Considerando as similaridades da resposta inflamatória na sepse e na vasoplegia pós CEC, Argenziano et al.45 publicaram uma análise retrospectiva de 40 casos de choque distributivo após cirurgia cardíaca, tratados com vasopressina. Estes mesmos autores incluíram, na sua experiência com este fármaco, o transplante cardíaco e pacientes submetidos a assistência circulatória mecânica. Nestes pacientes não se observaram rebote hipertensivo, isquemia periférica ou mesentérica, ao lado de uma melhora dos níveis de pressão arterial e a diminuição das necessidades de catecolaminas. A eficiência e a segurança deste novo e promissor agente pressórico necessita de uma maior observação.
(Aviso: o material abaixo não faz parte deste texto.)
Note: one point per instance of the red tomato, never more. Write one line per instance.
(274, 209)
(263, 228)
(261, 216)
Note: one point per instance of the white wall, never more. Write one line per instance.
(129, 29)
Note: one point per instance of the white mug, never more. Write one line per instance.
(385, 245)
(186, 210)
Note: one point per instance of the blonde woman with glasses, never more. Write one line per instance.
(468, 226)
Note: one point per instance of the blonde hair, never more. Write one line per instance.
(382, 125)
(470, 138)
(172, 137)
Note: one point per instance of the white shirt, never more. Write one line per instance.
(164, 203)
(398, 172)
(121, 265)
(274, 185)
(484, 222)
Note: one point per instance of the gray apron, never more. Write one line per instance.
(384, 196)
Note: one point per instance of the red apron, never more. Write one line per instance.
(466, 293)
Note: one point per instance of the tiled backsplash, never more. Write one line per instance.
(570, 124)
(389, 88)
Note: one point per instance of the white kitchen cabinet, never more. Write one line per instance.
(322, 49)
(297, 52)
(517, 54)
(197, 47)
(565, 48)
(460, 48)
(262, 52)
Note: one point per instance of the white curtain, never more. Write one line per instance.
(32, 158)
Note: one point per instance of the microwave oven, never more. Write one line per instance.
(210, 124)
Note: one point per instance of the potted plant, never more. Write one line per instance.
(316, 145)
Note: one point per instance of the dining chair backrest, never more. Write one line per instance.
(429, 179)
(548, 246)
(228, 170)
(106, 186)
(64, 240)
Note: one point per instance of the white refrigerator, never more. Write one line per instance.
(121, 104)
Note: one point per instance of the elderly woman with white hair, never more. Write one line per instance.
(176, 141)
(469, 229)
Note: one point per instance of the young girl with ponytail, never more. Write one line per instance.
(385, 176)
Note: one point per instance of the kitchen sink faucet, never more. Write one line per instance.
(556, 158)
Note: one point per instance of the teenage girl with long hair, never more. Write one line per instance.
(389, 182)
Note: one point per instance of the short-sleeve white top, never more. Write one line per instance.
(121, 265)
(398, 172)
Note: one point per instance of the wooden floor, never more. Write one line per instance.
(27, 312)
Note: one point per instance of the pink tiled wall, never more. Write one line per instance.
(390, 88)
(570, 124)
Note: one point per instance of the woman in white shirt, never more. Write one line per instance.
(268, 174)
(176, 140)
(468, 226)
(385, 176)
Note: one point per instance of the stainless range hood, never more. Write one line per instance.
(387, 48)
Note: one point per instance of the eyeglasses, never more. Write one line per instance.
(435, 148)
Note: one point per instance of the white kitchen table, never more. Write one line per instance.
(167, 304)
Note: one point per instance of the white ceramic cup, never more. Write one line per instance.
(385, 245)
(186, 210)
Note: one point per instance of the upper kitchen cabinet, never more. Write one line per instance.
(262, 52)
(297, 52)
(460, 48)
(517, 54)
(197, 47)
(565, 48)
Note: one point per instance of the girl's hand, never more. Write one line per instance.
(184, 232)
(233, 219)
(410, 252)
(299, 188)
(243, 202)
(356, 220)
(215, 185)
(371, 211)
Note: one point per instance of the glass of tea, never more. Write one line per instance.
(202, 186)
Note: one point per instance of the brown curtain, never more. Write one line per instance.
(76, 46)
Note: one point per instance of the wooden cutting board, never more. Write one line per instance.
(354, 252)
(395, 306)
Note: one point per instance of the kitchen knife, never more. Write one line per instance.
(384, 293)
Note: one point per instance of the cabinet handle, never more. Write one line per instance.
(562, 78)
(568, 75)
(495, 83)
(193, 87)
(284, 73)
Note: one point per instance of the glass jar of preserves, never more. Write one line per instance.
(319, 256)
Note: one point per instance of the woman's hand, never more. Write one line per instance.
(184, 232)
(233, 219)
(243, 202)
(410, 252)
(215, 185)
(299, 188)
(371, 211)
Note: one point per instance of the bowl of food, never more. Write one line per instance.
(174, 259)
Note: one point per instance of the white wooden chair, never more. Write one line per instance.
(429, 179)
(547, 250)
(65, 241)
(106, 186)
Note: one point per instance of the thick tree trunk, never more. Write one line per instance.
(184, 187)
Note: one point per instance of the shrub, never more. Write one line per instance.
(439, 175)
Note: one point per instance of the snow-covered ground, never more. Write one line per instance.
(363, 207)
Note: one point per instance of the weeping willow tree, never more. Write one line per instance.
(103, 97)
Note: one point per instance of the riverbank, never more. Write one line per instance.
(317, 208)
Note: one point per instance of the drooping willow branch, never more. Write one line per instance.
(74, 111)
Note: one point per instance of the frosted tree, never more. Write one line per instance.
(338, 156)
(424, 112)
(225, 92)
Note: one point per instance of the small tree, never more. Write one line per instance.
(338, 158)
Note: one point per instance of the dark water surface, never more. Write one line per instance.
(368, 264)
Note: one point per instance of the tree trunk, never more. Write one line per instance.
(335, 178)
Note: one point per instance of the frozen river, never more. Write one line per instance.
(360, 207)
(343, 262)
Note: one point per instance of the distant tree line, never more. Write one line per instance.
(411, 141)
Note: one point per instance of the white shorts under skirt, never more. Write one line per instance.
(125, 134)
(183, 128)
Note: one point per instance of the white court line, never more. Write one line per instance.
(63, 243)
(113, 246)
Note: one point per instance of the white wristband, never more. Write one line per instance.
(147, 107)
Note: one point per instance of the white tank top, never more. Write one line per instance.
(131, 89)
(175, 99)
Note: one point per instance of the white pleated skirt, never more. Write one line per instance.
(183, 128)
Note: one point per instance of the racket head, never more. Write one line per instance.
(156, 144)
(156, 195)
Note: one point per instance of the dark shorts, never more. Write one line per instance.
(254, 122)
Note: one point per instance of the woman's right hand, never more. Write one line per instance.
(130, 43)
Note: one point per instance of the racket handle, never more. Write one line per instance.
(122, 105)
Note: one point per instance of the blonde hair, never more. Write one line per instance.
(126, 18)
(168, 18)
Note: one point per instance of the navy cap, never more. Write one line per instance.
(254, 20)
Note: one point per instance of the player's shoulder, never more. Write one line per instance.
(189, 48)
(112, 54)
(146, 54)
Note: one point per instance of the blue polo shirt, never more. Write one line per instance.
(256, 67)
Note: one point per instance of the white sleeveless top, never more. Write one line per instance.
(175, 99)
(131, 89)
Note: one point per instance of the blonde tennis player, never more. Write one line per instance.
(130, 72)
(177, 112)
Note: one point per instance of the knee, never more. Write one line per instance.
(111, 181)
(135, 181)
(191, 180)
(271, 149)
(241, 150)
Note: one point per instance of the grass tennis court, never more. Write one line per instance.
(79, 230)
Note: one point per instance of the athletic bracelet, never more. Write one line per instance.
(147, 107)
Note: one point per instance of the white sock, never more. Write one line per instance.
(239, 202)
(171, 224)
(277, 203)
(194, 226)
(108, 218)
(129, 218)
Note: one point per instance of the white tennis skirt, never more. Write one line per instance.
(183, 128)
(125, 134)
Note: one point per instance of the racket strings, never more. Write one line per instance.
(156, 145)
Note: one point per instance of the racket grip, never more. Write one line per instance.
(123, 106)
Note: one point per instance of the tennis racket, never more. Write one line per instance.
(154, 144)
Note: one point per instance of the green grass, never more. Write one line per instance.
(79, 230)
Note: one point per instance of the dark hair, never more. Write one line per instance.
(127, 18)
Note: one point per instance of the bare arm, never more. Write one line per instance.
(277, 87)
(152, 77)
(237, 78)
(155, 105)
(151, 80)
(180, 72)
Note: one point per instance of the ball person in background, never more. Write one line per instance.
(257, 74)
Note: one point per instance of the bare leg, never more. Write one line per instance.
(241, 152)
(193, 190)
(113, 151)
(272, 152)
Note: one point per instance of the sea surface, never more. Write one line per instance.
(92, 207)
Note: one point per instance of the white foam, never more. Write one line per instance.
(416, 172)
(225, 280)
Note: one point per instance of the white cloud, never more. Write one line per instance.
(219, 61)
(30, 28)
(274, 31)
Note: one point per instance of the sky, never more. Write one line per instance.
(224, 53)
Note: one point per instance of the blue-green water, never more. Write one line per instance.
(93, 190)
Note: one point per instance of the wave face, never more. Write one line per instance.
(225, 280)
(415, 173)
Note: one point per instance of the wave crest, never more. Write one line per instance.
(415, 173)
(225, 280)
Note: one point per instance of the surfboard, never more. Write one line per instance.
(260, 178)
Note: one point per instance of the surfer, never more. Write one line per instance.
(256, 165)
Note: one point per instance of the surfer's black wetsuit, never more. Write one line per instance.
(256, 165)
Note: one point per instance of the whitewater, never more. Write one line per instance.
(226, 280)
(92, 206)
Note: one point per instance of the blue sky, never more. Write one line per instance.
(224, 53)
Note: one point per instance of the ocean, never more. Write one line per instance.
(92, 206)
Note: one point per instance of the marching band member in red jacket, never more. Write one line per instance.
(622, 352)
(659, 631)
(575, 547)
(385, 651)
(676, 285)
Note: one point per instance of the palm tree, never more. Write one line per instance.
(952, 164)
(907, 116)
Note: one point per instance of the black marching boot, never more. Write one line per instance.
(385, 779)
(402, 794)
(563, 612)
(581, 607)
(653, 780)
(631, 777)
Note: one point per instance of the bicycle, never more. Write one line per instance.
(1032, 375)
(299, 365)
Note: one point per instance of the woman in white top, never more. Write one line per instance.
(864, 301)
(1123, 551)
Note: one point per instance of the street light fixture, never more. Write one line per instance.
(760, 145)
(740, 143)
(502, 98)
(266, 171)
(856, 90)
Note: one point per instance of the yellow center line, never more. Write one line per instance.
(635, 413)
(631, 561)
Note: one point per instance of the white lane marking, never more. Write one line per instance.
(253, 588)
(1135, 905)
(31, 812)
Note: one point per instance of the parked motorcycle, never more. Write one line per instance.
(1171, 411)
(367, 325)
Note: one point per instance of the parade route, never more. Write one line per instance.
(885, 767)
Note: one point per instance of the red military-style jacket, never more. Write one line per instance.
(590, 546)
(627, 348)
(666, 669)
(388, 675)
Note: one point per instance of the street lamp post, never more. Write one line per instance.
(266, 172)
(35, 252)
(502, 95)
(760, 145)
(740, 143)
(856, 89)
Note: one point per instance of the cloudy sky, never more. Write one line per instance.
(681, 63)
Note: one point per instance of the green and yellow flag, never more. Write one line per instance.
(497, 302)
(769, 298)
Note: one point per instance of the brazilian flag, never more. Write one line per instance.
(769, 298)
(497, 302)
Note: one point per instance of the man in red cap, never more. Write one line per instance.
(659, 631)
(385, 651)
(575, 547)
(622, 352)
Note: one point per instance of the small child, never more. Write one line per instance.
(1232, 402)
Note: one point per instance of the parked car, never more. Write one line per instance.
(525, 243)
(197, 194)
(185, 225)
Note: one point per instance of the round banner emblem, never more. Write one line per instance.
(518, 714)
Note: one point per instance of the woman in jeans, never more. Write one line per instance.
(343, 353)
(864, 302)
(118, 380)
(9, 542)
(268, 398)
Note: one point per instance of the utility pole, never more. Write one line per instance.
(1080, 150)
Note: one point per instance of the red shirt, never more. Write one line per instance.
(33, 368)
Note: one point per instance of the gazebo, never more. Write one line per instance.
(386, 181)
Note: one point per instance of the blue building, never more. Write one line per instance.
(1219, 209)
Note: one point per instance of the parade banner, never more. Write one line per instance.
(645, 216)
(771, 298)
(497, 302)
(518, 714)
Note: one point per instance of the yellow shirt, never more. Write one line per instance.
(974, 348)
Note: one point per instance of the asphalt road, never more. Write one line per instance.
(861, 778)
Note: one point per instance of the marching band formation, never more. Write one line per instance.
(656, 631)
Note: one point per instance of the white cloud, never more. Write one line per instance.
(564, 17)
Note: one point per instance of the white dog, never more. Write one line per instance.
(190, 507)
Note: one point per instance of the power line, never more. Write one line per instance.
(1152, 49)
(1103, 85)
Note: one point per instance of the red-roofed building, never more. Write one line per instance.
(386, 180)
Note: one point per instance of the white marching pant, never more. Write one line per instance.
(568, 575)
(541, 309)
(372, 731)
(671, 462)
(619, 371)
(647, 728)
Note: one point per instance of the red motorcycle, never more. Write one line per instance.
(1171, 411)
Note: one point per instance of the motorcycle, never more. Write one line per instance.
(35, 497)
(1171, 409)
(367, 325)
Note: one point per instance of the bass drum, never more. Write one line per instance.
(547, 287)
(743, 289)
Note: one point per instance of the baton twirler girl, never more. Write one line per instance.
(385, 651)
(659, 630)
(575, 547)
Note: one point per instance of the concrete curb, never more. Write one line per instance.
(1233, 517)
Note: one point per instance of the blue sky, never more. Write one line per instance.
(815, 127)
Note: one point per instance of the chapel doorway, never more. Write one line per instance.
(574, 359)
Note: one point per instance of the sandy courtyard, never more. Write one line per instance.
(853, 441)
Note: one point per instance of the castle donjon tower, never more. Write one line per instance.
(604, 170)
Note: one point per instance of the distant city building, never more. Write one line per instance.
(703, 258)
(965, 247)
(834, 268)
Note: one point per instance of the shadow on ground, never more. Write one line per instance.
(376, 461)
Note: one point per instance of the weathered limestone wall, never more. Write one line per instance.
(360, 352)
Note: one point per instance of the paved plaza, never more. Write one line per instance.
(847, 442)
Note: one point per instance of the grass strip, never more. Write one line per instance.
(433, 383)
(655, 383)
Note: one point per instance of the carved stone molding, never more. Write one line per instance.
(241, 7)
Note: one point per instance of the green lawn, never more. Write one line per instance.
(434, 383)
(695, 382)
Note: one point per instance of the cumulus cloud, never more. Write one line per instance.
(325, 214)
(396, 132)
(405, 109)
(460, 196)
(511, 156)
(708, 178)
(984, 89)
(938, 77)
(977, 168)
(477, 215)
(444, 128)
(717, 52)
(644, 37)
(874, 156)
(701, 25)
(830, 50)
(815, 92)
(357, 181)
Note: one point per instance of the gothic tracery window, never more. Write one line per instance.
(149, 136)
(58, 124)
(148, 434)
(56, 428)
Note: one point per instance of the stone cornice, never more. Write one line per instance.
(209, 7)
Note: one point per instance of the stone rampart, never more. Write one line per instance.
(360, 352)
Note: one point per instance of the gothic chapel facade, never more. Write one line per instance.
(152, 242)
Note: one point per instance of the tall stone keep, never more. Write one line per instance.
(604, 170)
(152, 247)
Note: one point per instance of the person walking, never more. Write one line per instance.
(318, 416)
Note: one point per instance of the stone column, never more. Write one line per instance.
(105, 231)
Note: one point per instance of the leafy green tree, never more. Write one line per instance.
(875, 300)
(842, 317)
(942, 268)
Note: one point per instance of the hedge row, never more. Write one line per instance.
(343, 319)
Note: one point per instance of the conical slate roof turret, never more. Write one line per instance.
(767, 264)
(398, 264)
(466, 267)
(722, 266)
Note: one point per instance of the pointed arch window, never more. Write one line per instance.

A vasopressina é um dos hormônios mais importantes liberados endogenamente durante o choque circulatório. Os níveis endógenos de vasopressina são inapropriadamente baixos na sepse grave, fato não observado em crianças com choque séptico meningocócico. Ao contrário da norepinefrina, a vasopressina aumenta o fluxo renal e o transporte de oxigênio, além de prolongar a sobrevida em modelos animais de choque séptico. Em humanos, com choque vasoplégico, a combinação de baixas doses de vasopressina com norepinefrina tem se mostrado segura, mas a vasopressina pode causar hipoperfusão gastrintestinal e lesões isquêmicas da pele. Em modelos animais de sepse tem-se demonstrado que a vasopressina pode comprometer o transporte de oxigênio podendo diminuir a pressão arterial sistêmica e diminuir o fluxo esplâncnico. Existe, ainda, menções na literatura sobre a “promissora” ação da vasopressina utilizada em altas doses sob a forma de bolus endovenoso no choque hemorrágico agudo e na ressuscitação cardiopulmonar. Muitos estudos preconizam a utilização de vasopressina em infusão contínua de baixas doses (entre 0.01 e.04 U/min em adultos) e não sob a forma de altas doses em bolus. Entretanto, diretrizes no tratamento do choque séptico ainda recomendam cautela na sua utilização.46


Vasopressina e cirurgia cardíaca

Em pacientes submetidos a cirurgia cardíaca com circulação extracorpórea, aproximadamente 10% apresentam grave hipotensão vasoplégica refratária ao tratamento com reposição volêmica e catecolaminas vasopressoras. Essa falta de resposta pode estar associada a uma deficiência de vasopressina já bem estabelecida na situação de insuficiência cardíaca crônica. Alternativamente, sua secreção mediada por baroreflexo pode estar comprometida. Estudos clínicos atuais sugerem que a infusão de vasopressina na dose de 0.01 to 0.1 U/min, aumenta significativamente a pressão arterial média e a resistência vascular sistêmica sem efeitos tóxicos. Pela necessidade de maiores estudos adicionais a administração de vasopressina em pacientes submetidos a cirurgia cardíaca deve ser utilizada sob rigorosa monitorização de seus possíveis efeitos adversos. A familiaridade com a fisiologia da vasopressina endógena e com a farmacologia da sua utilização terapêutica poderá ajudar intensivistas a enfrentar esse desafio.47


Conclusão

Uma vez que pacientes recebendo vasopressina estão hemodinâmicamente instáveis, é importante monitorizar seus possíveis efeitos colaterais. A vasopressina causa redução transitória e reversível redução do débito cardíaco e da freqüência cardíaca. Causando vasoconstrição coronariana pode reduzir o fluxo para o miocárdio e, freqüentemente, afeta de modo importante o tono vagal e simpático, Assim, os pacientes devem ser monitorizados quanto a bradicardia, arritmias cardíacas e isquemias cardíacas ou mesentéricas. Ressalte-se que a vasopressina pode exacerbar a isquemia miocárdica por comprometimento da circulação colateral. A utilização da vasopressina pode, ainda, piorar uma situação de insuficiência cardíaca direita.

A vasopressina é um agente pressórico não adrenérgico com significante efeito vasoconstritor, o qual pode ser utilizado, clinicamente, em situações de choque vasoplégico e ressuscitação cardiorespiratória irreversível pelas manobras clássicas. Apesar de todas as evidências favoráveis mencionadas, a ausência de dados relacionados a possíveis efeitos colaterais, limita o sue uso em humanos.